Umgehen mit Stimmungsschwankungen während der Hormontherapie

Oh was habe ich gelitten 🙂 Stimmungsschwankungen waren gerade zu Beginn der Hormontherapie ein Dauerthema bei mir. Die ersten zwei Monate cirka war ich ein Wrack. Mir ging es gut, mir ging es schlecht und meist fing ich aus den merkwürdigsten Gründen an zu weinen. Ambivalenz war mein zweiter Vorname geworden, ich fuhr auf einer Achterbahn der Gefühle.

Stimmungsschwankungen sind völlig normal

Es war leider so und ich höre es von so vielen. Sobald die Östrogenwerte stiegen und das Testosteron fiel, ging es bei mir los. Dabei wurde ich anfangs von diesem Gefühlschaos völlig überrascht. Es war so, als breche alles über mich ein. Ich fühlte mich auf einmal so unwohl und wollte nur noch raus aus meiner Haut. Ich maulte jeden an, auch mich selbst und das ging teils so weit, dass ich echt laut werden konnte. Das war absolut nicht böse gemeint, aber ich wusste in der Situation mit mir selbst nicht umzugehen 🙁 Minuten später war von diesem Zustand nicht mehr viel zu spüren, ich lachte, machte Witze und fühlte mich auf einmal echt super. Nur um dann wenig später einen Heulkrampf zu bekommen. Der Auslöser war, wenn es überhaupt einen gab, meist banal. Ein blöder Gedanke, ein Bild auf dem Handy oder ein falsches Wort reichten schon aus. Damit sind wir Transfrauen ja auch nicht allein, das machen wohl die meisten Mädels irgendwie mal durch, mal mehr, mal weniger 🙂

Der Anfang war echt schwierig

Ich habe die Stimmungsschwankungen zu Beginn einfach über mich ergehen lassen – genauso wie meine Mitmenschen übrigens, ich habe nicht ein böses Wort gehört, außer vielleicht mein eigenes 😉

Dann habe ich gemerkt, dass es besser wurde, wenn ich entspannende Dinge tat. Dinge, die mir Spaß machten und die mir halfen, die Seele baumeln zu lassen. Wenn ich nur fünf Minuten abschalten konnte, hat mir das echt geholfen. Das war zum Beispiel ein Bad oder eine heiße Dusche, mich an einen ruhigen Ort setzen und einfach mal die Augen zumachen. Das mit dem ruhigen Örtchen half übrigens gut auf meiner alten Arbeitsstelle. Wenn ich merkte, dass es nicht mehr ging, bin ich auf die Dachterasse, habe mich hingesetzt und die Augen zugemacht. Kein Handy, keine Kollegen. Einfach nur ich mit mir selbst 😉 Oder ich habe was leckeres gegessen. Bewegung half auch, ob es nun ein Spaziergang oder Sport war, spielte dabei eigentlich keine Rolle. Die Gefühle rauszulassen, habe mir übrigens im Nachhinein auch gut getan (in dem Moment natürlich irgendwie nicht 🙂 ). Beispielsweise wenn ich das Gefühl hatte weinen zu müssen, habe ich es einfach geschehen lassen. Das nahm mir auch ein bisschen die Anspannung und obwohl ich danach total verheult aussah, ging es mir besser. Rumheulen war auf der Arbeit natürlich nicht so prickelnd, ist aber auch nicht so oft vorgekommen, meist konnte ich dann auf dem Klo verschwinden. Und da ich meist nicht geschminkt war, ist nix verlaufen.

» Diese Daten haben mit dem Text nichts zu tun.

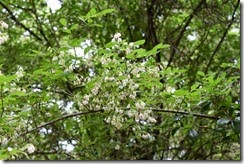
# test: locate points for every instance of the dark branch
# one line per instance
(18, 22)
(183, 31)
(59, 119)
(222, 38)
(187, 113)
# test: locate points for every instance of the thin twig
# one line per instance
(1, 92)
(18, 22)
(59, 119)
(222, 38)
(187, 113)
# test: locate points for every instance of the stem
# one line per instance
(1, 94)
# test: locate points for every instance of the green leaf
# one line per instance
(104, 12)
(181, 92)
(63, 21)
(193, 133)
(139, 42)
(200, 73)
(194, 86)
(223, 121)
(110, 44)
(91, 12)
(73, 27)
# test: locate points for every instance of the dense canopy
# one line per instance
(120, 80)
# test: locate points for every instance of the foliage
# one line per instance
(97, 81)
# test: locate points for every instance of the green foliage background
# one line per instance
(168, 88)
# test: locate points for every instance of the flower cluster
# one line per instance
(117, 37)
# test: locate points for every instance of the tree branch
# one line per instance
(222, 38)
(183, 31)
(187, 113)
(1, 94)
(59, 119)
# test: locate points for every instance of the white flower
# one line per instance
(4, 141)
(131, 44)
(3, 24)
(152, 120)
(117, 35)
(9, 149)
(140, 105)
(85, 102)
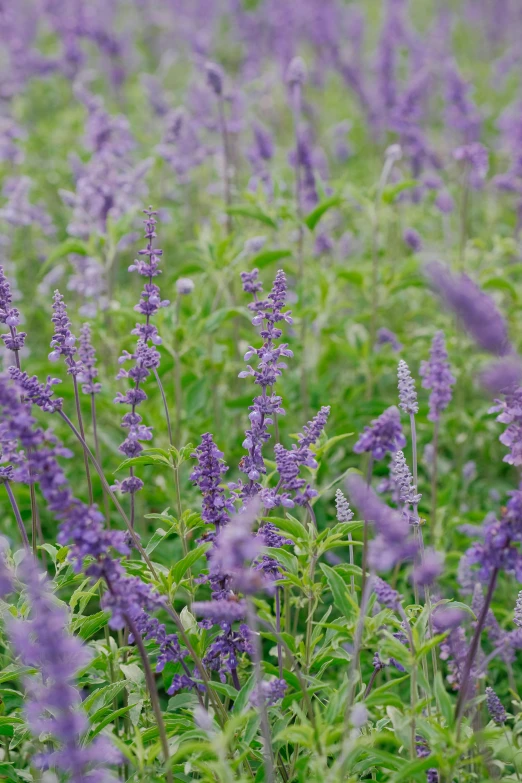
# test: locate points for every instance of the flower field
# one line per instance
(260, 391)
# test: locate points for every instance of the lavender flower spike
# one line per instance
(383, 435)
(54, 705)
(475, 309)
(495, 707)
(407, 393)
(436, 375)
(344, 512)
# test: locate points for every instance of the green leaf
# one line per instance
(313, 218)
(268, 257)
(254, 213)
(179, 570)
(339, 590)
(88, 626)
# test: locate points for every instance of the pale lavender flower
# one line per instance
(436, 375)
(475, 309)
(407, 393)
(383, 435)
(495, 707)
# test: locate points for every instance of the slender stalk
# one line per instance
(413, 678)
(278, 628)
(111, 494)
(434, 479)
(151, 685)
(82, 433)
(365, 529)
(265, 726)
(470, 658)
(165, 406)
(98, 455)
(226, 160)
(16, 512)
(354, 663)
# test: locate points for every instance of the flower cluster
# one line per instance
(145, 357)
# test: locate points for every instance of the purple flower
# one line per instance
(495, 707)
(207, 476)
(385, 594)
(413, 239)
(145, 357)
(407, 393)
(429, 568)
(383, 435)
(436, 375)
(475, 309)
(501, 375)
(404, 480)
(54, 702)
(10, 316)
(476, 158)
(268, 314)
(89, 371)
(269, 692)
(385, 336)
(510, 412)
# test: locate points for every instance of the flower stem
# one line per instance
(265, 727)
(82, 433)
(16, 512)
(151, 685)
(165, 406)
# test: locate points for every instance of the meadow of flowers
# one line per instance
(261, 391)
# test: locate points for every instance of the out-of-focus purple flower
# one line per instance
(88, 372)
(407, 393)
(391, 544)
(344, 512)
(383, 435)
(385, 594)
(429, 568)
(207, 475)
(444, 202)
(387, 337)
(54, 702)
(404, 480)
(476, 158)
(271, 693)
(475, 309)
(510, 412)
(436, 375)
(495, 707)
(413, 239)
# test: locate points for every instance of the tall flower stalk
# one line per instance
(145, 357)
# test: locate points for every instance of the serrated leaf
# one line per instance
(339, 590)
(313, 218)
(179, 570)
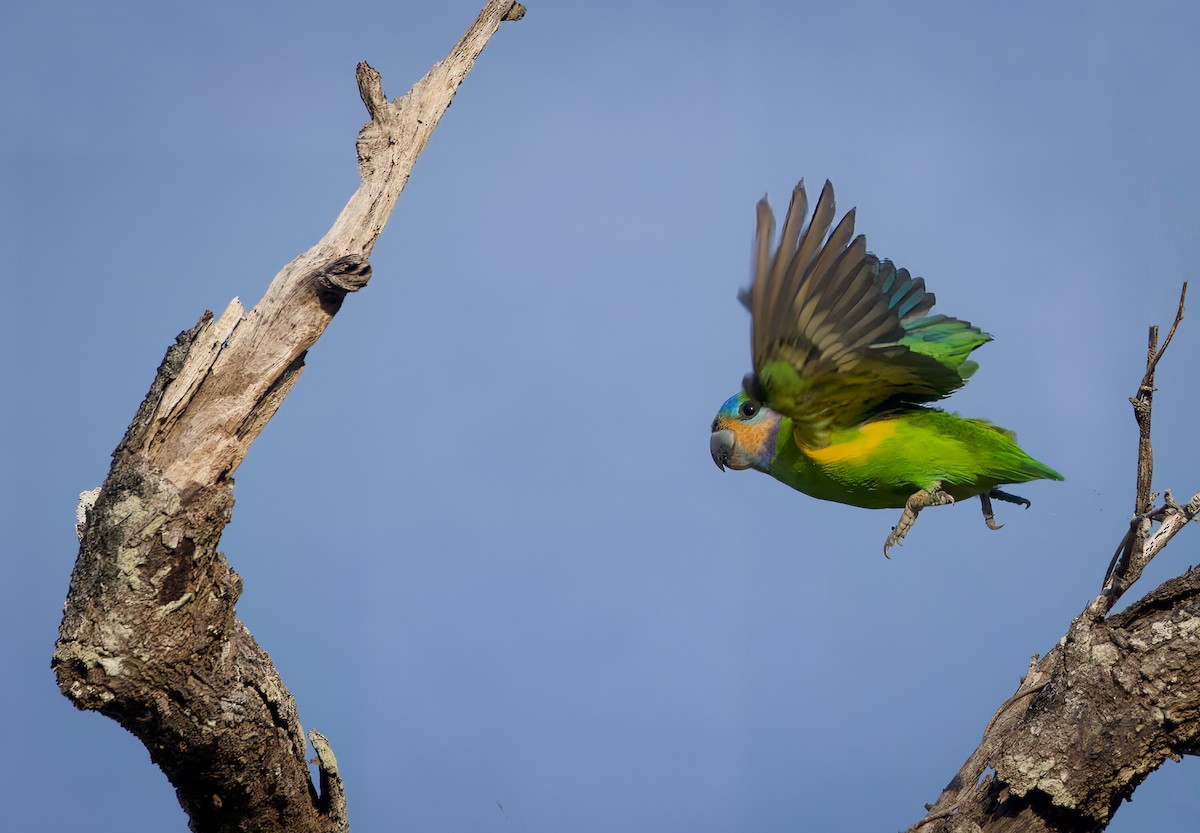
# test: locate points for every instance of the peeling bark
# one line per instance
(149, 634)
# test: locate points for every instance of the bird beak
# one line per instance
(721, 444)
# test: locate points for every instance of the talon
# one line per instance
(921, 499)
(988, 517)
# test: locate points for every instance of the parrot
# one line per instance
(847, 358)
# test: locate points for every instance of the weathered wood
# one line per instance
(149, 633)
(1115, 699)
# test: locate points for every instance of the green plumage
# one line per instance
(847, 357)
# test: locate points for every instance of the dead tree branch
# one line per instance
(149, 636)
(1107, 706)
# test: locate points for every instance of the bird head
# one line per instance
(744, 433)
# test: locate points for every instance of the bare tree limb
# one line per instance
(149, 634)
(1105, 706)
(1132, 555)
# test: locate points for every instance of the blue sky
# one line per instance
(483, 539)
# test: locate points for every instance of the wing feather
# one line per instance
(828, 324)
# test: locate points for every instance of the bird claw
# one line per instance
(985, 499)
(921, 499)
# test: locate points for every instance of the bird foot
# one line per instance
(985, 499)
(912, 507)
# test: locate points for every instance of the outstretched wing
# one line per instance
(837, 335)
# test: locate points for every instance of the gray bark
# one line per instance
(149, 635)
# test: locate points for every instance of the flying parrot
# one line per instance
(846, 358)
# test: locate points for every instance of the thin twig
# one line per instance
(1133, 553)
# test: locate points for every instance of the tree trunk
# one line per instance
(149, 634)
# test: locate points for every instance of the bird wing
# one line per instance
(838, 335)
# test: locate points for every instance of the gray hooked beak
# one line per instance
(721, 445)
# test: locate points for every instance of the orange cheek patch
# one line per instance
(751, 438)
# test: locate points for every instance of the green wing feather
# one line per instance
(838, 335)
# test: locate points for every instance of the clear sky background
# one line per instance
(484, 540)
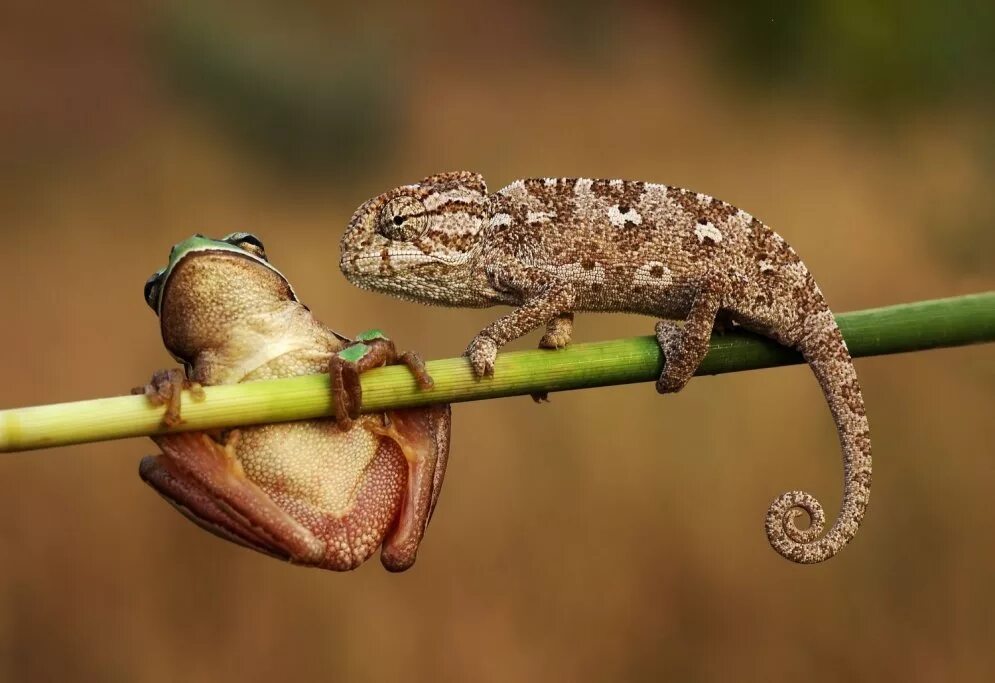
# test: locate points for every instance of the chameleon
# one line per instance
(553, 246)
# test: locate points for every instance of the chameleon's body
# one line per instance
(554, 246)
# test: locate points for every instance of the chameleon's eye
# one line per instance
(152, 290)
(248, 242)
(402, 219)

Ich lernte meinen Körper kennen

Mit der Zeit haben diese Stimmungsschwankungen stark nachgelassen, einerseits vom Abstand her aber auch von der Intensität. Das lag auch daran, dass sich die Hormonwerte mittlerweile gut eingestellt hatten. Ich habe ein gutes Gefühl bekommen zu merken, wenn es anfängt, mir schlechter zu gehen. Es ist schwer zu beschreiben, woran ich das festmache, dass es wieder losgeht. Da jeder Mensch anders ist rate ich, auf den Körper zu hören und zu achten. Hört also auf euren Körper und arbeitet mit eurem seelischen Zustand, anstatt dagegen anzukämpfen. Und macht euch nicht so viele Gedanken um die Mitmenschen, denn sie merken zwar, dass bei euch etwas anders ist und manchmal könntet ihr sie etwas nerven. Aber es völlig menschlich, mal einen schlechten Tag oder einfach seine fünf Minuten zu haben.